I have a function F with parameters a_1, a_2... and b which outputs x. The function is also defined by a serie of p_1, p_2... parameters that may change during my work.

F(a_1, a_2... , b) = x

Given a_1, a_2... I'd like to build a decision tree algorithm that find the b that minimizes x for the function F. I'd like to automate this decision tree builder in order to accomodate the changes of F (through p_1, p_2...).

The automation process is quite important as in practice the a_x can be anything (integers, continuous numbers, discrete parameters) and F is highly non-linear.

One of my instinctive idea is to build fake samples and learning a decision tree on the dataset which would give me the decision tree I need. However this seems overly complicated as I have acces to the function generating this problem.

If someone has any idea or point me in any direction that would help me solve my problem that would be greatly appreciated.

EDIT :

I am changing the scope of my question :

Assuming from the initial problem you got the function F' which maps a_1, a_2... to b (b is discrete).
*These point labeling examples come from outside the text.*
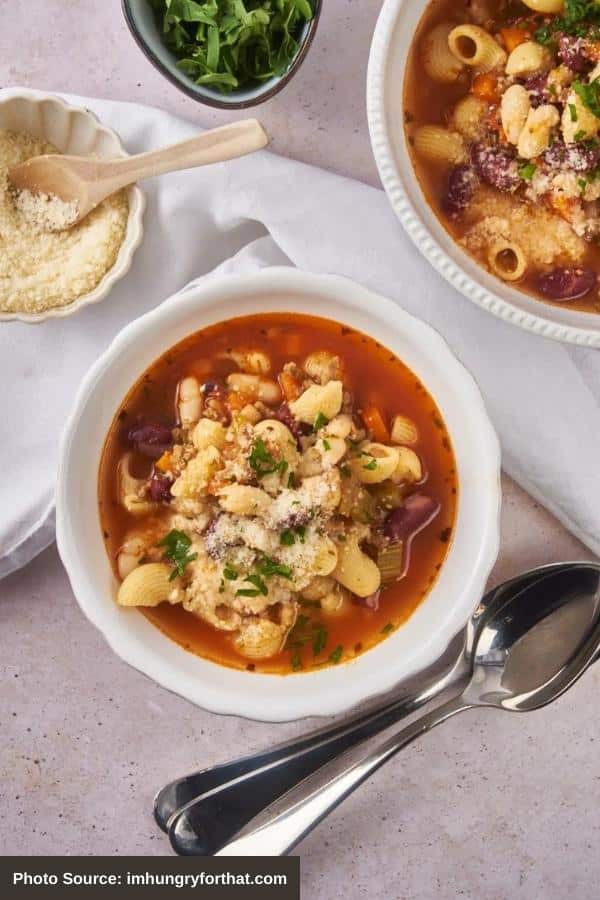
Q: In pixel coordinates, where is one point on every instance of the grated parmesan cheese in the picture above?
(46, 211)
(41, 270)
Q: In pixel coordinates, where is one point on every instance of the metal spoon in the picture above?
(522, 657)
(217, 802)
(83, 182)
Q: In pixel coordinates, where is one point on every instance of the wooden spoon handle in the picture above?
(217, 145)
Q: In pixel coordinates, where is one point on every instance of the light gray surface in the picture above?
(488, 807)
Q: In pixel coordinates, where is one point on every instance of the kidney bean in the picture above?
(572, 53)
(406, 521)
(567, 283)
(150, 439)
(285, 415)
(159, 487)
(462, 184)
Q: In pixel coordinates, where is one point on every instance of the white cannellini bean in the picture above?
(129, 555)
(189, 401)
(514, 110)
(535, 137)
(255, 387)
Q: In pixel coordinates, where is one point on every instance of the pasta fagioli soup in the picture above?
(502, 114)
(277, 493)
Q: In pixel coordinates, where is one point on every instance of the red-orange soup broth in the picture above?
(374, 379)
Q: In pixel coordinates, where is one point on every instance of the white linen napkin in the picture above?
(543, 397)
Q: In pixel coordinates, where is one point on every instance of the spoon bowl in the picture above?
(82, 183)
(204, 809)
(522, 655)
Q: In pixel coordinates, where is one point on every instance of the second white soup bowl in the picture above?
(436, 621)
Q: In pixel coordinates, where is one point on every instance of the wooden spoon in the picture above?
(86, 182)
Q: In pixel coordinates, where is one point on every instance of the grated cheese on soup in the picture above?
(41, 270)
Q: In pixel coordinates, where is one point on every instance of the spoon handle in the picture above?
(219, 801)
(278, 829)
(216, 145)
(239, 789)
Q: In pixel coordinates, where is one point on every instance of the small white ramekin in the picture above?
(393, 36)
(77, 132)
(443, 613)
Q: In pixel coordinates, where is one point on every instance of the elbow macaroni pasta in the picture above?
(474, 47)
(440, 64)
(439, 145)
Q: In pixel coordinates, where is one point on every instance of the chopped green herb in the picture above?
(263, 462)
(336, 654)
(287, 538)
(177, 545)
(232, 43)
(320, 422)
(589, 94)
(527, 171)
(319, 640)
(268, 567)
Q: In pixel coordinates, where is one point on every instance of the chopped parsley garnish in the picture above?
(527, 171)
(319, 640)
(336, 654)
(320, 422)
(232, 44)
(177, 545)
(268, 567)
(263, 462)
(580, 19)
(589, 94)
(307, 631)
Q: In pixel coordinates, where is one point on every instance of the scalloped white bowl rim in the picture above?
(387, 61)
(137, 203)
(442, 614)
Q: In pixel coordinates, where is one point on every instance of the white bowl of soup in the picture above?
(278, 495)
(481, 121)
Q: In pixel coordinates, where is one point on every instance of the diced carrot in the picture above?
(291, 344)
(592, 49)
(374, 421)
(485, 86)
(512, 37)
(163, 464)
(289, 386)
(236, 400)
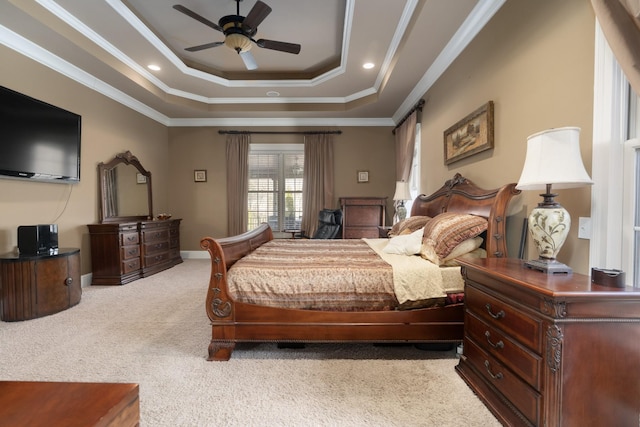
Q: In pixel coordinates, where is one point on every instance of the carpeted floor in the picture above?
(155, 332)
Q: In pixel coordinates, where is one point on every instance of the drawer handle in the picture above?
(499, 315)
(497, 376)
(499, 344)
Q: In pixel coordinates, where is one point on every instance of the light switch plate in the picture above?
(584, 228)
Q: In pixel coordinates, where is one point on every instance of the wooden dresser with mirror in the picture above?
(129, 242)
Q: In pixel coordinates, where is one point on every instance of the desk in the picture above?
(52, 404)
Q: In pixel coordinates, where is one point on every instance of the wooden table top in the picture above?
(69, 404)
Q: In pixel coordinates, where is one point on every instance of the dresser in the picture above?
(361, 216)
(33, 286)
(550, 350)
(122, 252)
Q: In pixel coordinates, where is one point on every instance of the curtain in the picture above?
(405, 141)
(405, 145)
(317, 188)
(237, 182)
(620, 22)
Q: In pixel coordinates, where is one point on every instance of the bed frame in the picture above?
(234, 322)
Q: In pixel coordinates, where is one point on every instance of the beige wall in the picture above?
(203, 205)
(107, 129)
(535, 61)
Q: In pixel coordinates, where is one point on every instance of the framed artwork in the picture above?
(363, 176)
(470, 135)
(200, 175)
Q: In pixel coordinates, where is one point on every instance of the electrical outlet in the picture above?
(584, 228)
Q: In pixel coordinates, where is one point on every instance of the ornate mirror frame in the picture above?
(106, 188)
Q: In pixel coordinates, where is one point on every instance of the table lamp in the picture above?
(402, 193)
(553, 159)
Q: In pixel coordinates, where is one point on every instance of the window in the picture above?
(275, 186)
(631, 195)
(615, 197)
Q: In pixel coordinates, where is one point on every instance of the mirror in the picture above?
(125, 189)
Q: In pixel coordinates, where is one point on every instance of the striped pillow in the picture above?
(446, 231)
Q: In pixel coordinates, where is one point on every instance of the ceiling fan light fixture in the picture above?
(237, 42)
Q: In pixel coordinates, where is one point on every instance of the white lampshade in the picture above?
(553, 157)
(402, 191)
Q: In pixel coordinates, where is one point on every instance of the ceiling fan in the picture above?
(239, 32)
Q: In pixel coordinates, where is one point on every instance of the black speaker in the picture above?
(37, 239)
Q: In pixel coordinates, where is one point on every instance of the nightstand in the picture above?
(552, 350)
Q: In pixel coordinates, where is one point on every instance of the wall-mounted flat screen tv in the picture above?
(38, 141)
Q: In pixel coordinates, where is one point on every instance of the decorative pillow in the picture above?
(446, 231)
(464, 247)
(408, 226)
(406, 244)
(476, 253)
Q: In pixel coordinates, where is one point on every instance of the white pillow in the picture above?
(405, 244)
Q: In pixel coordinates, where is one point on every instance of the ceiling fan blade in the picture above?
(256, 15)
(204, 46)
(248, 60)
(197, 17)
(281, 46)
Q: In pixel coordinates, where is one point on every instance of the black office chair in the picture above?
(329, 224)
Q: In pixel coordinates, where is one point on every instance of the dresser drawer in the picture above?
(155, 259)
(524, 398)
(150, 236)
(153, 248)
(523, 362)
(502, 315)
(132, 238)
(128, 252)
(130, 265)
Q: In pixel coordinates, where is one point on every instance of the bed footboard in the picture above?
(220, 306)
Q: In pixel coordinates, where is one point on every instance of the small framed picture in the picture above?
(200, 175)
(363, 176)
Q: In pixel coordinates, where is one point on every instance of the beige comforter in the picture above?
(415, 278)
(336, 275)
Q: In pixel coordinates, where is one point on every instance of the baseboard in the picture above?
(194, 254)
(85, 280)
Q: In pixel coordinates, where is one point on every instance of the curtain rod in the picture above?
(309, 132)
(418, 106)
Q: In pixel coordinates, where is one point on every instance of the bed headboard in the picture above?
(461, 195)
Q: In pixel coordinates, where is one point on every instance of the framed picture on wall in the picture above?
(363, 176)
(470, 135)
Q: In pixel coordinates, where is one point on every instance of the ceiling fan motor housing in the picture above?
(236, 37)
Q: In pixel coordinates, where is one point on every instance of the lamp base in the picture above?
(548, 266)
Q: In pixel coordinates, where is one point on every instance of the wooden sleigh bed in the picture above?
(234, 321)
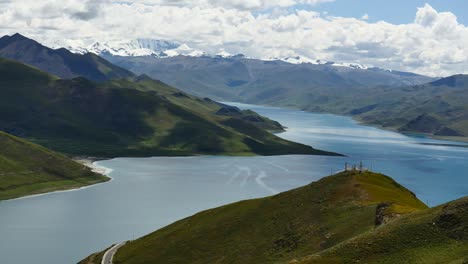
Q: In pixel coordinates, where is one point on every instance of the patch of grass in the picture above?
(129, 117)
(27, 169)
(274, 229)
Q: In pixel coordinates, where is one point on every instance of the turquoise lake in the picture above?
(149, 193)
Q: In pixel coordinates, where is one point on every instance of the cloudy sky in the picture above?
(428, 37)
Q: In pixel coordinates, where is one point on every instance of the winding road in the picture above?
(109, 255)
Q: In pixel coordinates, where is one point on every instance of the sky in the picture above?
(426, 37)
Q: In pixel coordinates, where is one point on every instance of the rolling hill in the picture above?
(394, 100)
(438, 108)
(281, 228)
(238, 78)
(27, 169)
(437, 235)
(60, 62)
(128, 117)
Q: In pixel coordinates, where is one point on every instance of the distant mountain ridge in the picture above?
(136, 116)
(28, 169)
(59, 62)
(238, 78)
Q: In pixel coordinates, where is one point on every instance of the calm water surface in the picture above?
(147, 194)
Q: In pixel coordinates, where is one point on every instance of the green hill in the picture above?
(128, 117)
(60, 62)
(27, 169)
(437, 235)
(279, 228)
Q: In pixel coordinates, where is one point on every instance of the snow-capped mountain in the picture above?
(163, 49)
(134, 48)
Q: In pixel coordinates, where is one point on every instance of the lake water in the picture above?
(149, 193)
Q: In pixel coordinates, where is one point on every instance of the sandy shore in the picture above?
(92, 164)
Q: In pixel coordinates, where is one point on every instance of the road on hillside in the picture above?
(109, 255)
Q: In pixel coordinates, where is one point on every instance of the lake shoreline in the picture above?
(90, 163)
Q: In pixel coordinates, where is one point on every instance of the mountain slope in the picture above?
(60, 62)
(279, 228)
(262, 82)
(437, 235)
(438, 108)
(27, 169)
(129, 117)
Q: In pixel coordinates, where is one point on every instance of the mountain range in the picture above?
(394, 100)
(350, 217)
(136, 116)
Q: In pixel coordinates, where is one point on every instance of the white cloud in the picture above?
(434, 44)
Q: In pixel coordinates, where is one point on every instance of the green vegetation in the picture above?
(279, 228)
(127, 117)
(27, 169)
(60, 62)
(437, 235)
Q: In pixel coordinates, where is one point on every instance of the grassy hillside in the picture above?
(27, 169)
(128, 117)
(390, 99)
(60, 62)
(437, 235)
(279, 228)
(250, 80)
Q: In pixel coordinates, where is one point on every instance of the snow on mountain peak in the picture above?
(184, 50)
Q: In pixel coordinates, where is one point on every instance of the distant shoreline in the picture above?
(88, 162)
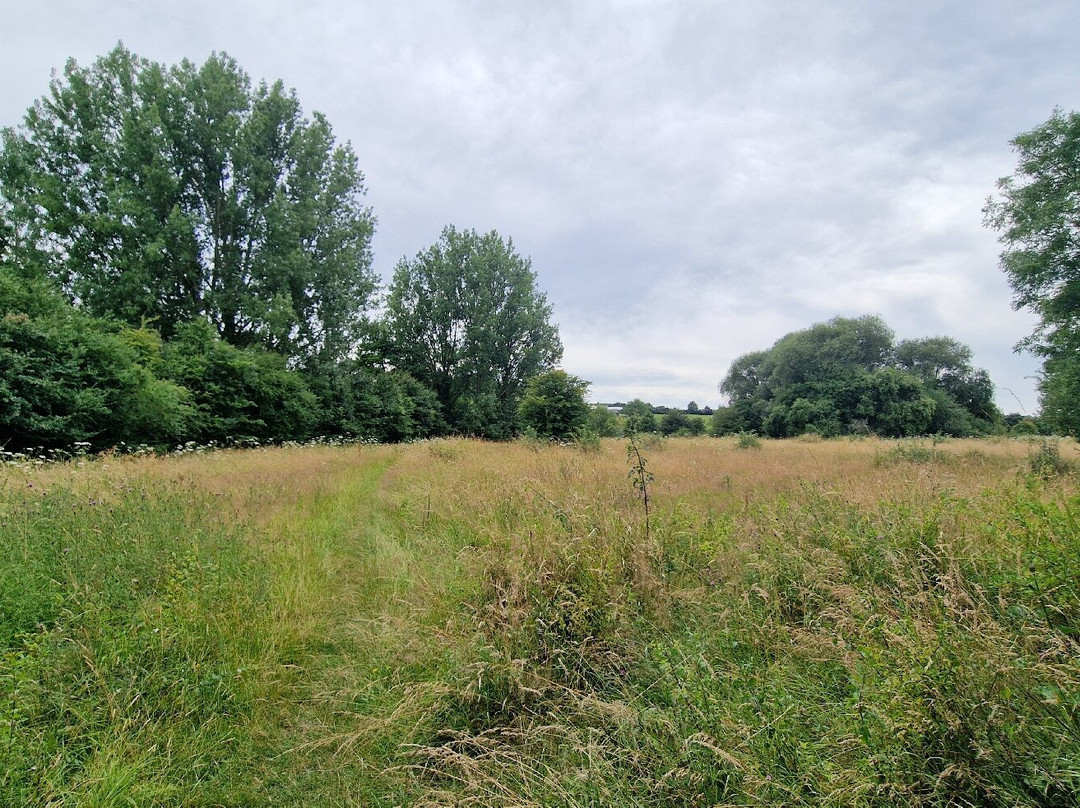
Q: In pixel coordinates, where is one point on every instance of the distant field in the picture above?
(455, 622)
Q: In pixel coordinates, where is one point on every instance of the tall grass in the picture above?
(456, 622)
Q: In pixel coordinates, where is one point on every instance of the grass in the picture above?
(455, 622)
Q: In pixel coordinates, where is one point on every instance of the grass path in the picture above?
(360, 597)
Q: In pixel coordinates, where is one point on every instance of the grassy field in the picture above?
(454, 622)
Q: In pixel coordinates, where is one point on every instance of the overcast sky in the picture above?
(690, 179)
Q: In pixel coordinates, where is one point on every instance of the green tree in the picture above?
(466, 320)
(1037, 216)
(66, 377)
(554, 405)
(847, 375)
(167, 194)
(603, 421)
(239, 392)
(638, 417)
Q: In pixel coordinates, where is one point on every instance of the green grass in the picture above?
(466, 623)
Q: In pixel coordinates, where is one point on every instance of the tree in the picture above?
(466, 320)
(603, 421)
(166, 194)
(554, 405)
(847, 375)
(1038, 219)
(638, 416)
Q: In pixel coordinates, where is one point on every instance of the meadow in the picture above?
(457, 622)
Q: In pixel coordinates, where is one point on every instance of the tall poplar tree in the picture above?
(1038, 219)
(163, 194)
(464, 318)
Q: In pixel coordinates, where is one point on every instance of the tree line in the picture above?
(186, 256)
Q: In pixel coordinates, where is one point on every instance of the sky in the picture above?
(691, 179)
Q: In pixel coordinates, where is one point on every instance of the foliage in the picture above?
(603, 422)
(747, 441)
(1036, 216)
(466, 320)
(235, 392)
(68, 378)
(638, 417)
(166, 194)
(554, 405)
(847, 376)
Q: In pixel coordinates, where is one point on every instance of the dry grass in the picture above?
(457, 622)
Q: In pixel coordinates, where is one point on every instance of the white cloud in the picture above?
(692, 179)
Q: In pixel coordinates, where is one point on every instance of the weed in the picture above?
(747, 441)
(1047, 460)
(640, 477)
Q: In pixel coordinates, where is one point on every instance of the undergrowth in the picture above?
(848, 630)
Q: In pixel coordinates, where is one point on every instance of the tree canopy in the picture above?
(554, 405)
(466, 320)
(849, 375)
(1038, 219)
(163, 194)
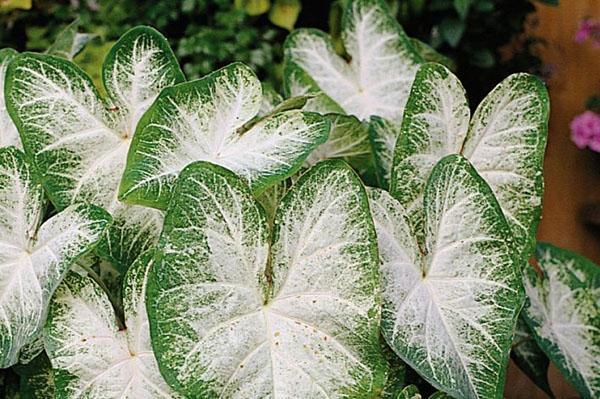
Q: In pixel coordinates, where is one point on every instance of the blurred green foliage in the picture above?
(483, 39)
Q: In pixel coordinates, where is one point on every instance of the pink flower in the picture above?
(588, 28)
(585, 130)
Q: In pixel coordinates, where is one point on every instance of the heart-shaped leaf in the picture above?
(34, 258)
(79, 143)
(377, 78)
(91, 356)
(452, 296)
(8, 131)
(231, 315)
(505, 141)
(211, 119)
(563, 313)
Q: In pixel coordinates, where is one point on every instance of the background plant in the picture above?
(485, 40)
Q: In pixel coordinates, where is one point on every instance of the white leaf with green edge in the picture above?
(383, 135)
(206, 120)
(505, 141)
(435, 124)
(563, 313)
(69, 42)
(451, 298)
(377, 79)
(297, 83)
(529, 357)
(91, 356)
(79, 143)
(348, 140)
(229, 319)
(34, 258)
(8, 131)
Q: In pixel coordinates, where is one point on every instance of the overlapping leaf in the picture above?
(229, 319)
(451, 294)
(211, 119)
(37, 379)
(79, 142)
(505, 142)
(8, 131)
(34, 258)
(382, 62)
(563, 313)
(529, 357)
(69, 42)
(91, 356)
(348, 140)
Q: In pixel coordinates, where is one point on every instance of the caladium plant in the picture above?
(237, 310)
(563, 313)
(92, 355)
(213, 119)
(34, 256)
(452, 292)
(9, 136)
(79, 141)
(505, 141)
(276, 272)
(374, 79)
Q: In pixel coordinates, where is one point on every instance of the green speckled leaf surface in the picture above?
(8, 131)
(563, 313)
(450, 297)
(227, 322)
(34, 258)
(79, 142)
(91, 356)
(505, 141)
(205, 120)
(376, 80)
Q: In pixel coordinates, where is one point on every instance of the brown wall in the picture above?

Would there be an algorithm that tries to "simplify" F' by a decision tree with the a_1, a_2... as nodes.

For example a decision tree that would say if a_2 = "type2" and a_1 < 6 -> 3 etc. I am not looking for an exact partitioning, a decent estimation is sufficient.

I was thinking of using the ML algorithm for building decision tree using fake samples generated by monte-carlo simulation of F'. Would that make sense?

Answer 1

Your idea makes sense, if you want the fast and greedy approximation of F', but you should take care to implement it right:

1) As you state that your variables might be categorical and numerical, you should think about the way of binning the variables. For highly non-linear functions widely accepted linear binning would not be the optimal.

2) As decision trees have trouble to deal with correlated variables, some preprocessing might help to elevate the issue. Try starting with PCA.

As for using real data or generating it from the original function, I do not think there should be significant difference. You might want to augment the initial training dataset here and there, if you see that in some "areas" your data is underrepresented.